Take half an hour and enjoy this three-part interview, via RealClearPolitics and Comedy Central, of Charles Krauthammer by Jon Stewart on The Daily Show. Krauthammer was promoting his new book, Things That Matter: Three Decades of Passions, Pastimes and Politics–but he was also promoting conservatism, as he saw it, to a host and an audience familiar with conservative caricatures but rarely able to face the reality.
Stewart deserves credit–not just for the interview, which was earnest and sincere, but also for understanding slightly more about conservatism than the average journalist (or comedian). In particular, what Stewart gets is that the Tea Party did not begin with Obama, and that Republican consultants in a pre-new media age used “anger points” in an effort to manipulate conservative voters, while growing big government when in power.
What Stewart does not understand is that conservatism is not only a rational philosophy but an optimistic one. He also does not understand certain things about his own liberalism–how its theory clashes with its results, how its self-professed commitment to social responsibility is almost never observed in practice, how it is resistant to evidence and science when those facts clash with its own utopian thirst for greater control.
Krauthammer does a good job of breaking through, though he misses an opportunity to present a stronger defense. Conservatism is not just concerned with fiscal reality, but with the philosophical challenge that the state presents to individual liberty. Opposition to Obamacare is not just based on fear of what a trillion-dollar entitlement will do to the national debt, but what cradle-to-grave statism will do to individual character.

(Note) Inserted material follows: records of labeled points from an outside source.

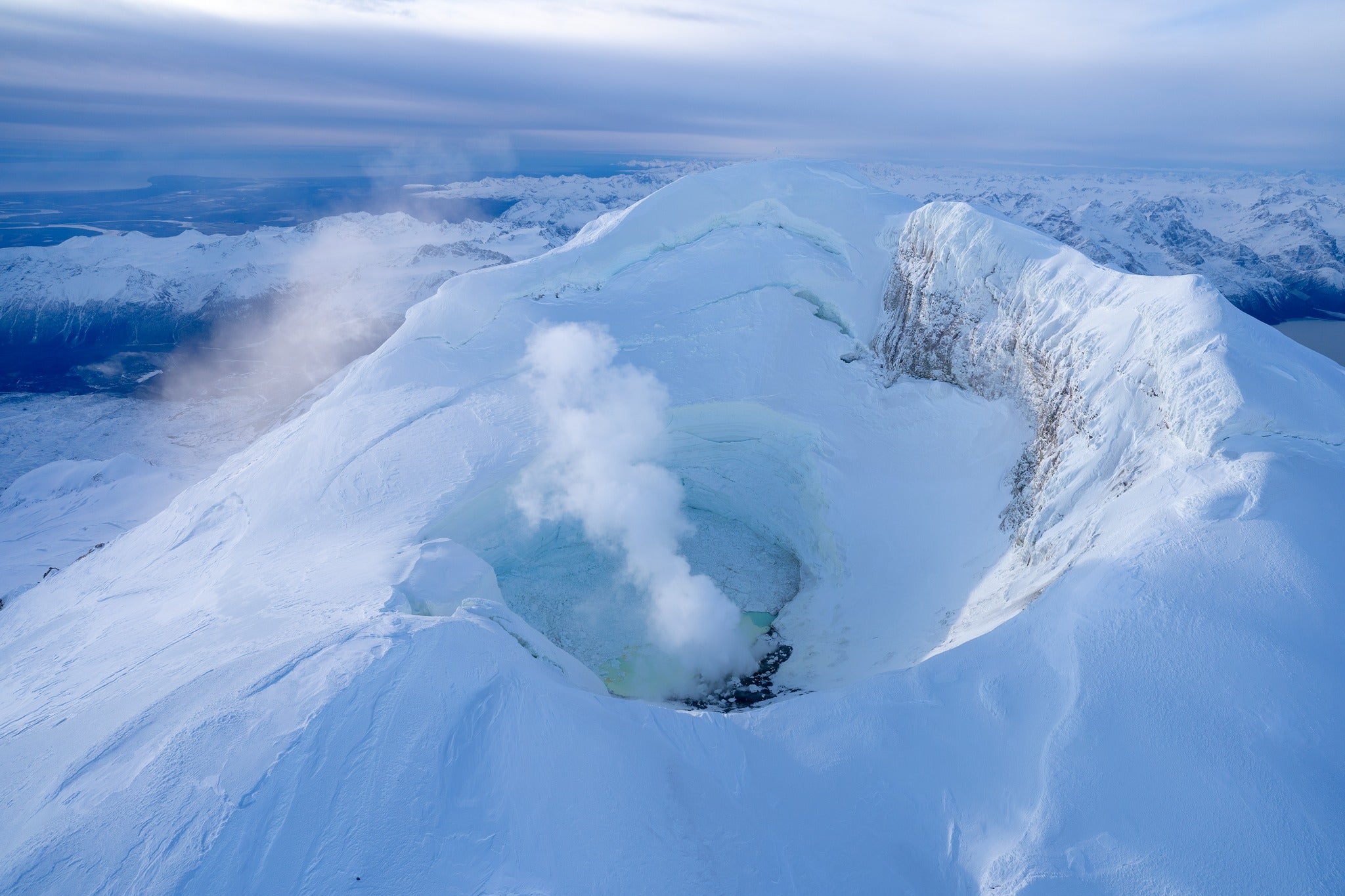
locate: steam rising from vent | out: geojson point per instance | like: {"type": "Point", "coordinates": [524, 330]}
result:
{"type": "Point", "coordinates": [603, 426]}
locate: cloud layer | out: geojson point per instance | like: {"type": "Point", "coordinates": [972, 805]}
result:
{"type": "Point", "coordinates": [1141, 82]}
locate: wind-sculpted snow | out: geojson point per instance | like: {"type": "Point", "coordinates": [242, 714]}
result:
{"type": "Point", "coordinates": [1271, 244]}
{"type": "Point", "coordinates": [345, 661]}
{"type": "Point", "coordinates": [1119, 373]}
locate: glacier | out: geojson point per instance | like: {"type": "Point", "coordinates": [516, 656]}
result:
{"type": "Point", "coordinates": [1052, 545]}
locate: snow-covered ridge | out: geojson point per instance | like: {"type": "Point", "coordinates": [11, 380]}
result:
{"type": "Point", "coordinates": [324, 661]}
{"type": "Point", "coordinates": [1271, 244]}
{"type": "Point", "coordinates": [1121, 375]}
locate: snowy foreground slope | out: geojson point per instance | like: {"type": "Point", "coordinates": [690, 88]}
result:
{"type": "Point", "coordinates": [1055, 548]}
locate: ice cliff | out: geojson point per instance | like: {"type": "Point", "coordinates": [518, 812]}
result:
{"type": "Point", "coordinates": [1053, 545]}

In addition, Krauthammer’s contention that conservatism accepts the New Deal is not entirely accurate–and it certainly does not accept the welfare state as a great “success.” In fact, conservatism sees much of the welfare state as a failure–and does so on the evidence. That was true of the criticism of the Great Society in the 1990s just as it was true of Reagan’s criticism of the New Deal in the 1960s, which set the stage for his presidency.
Politically, yes–conservatism accepts much of the New Deal as an institutional reality, one to be reformed and improved rather than done away with entirely. But philosophically it is ambivalent, at best, about that era and its “achievements.” That is where Stewart’s suspicions are, to some degree, well-founded. And Ted Cruz–or what he represents–is more important to today’s conservatism than Krauthammer was willing to admit.
But Stewart is far off the mark in his beliefs about what motivates Cruz and the Tea Party, seeing them as a sort of Frankenstein monster that escaped the laboratory. From the perspective of this country’s Founders and the principles they established, it is contemporary left-liberalism that is the monstrosity–the application of a crude principle of leveling at the expense of liberty, which in the end creates neither equality nor freedom.
Ultimately what Stewart resents about conservatism is that it is “too easy,” that it allows people to evade a moral burden that he believes we should all bear. That is a very telling description, because it reveals that it is liberalism, not conservatism, that sees society in grim terms and demands moral strictures on individual conscience. The response to that misconception must be more than a balance sheet. Still, worth the watch.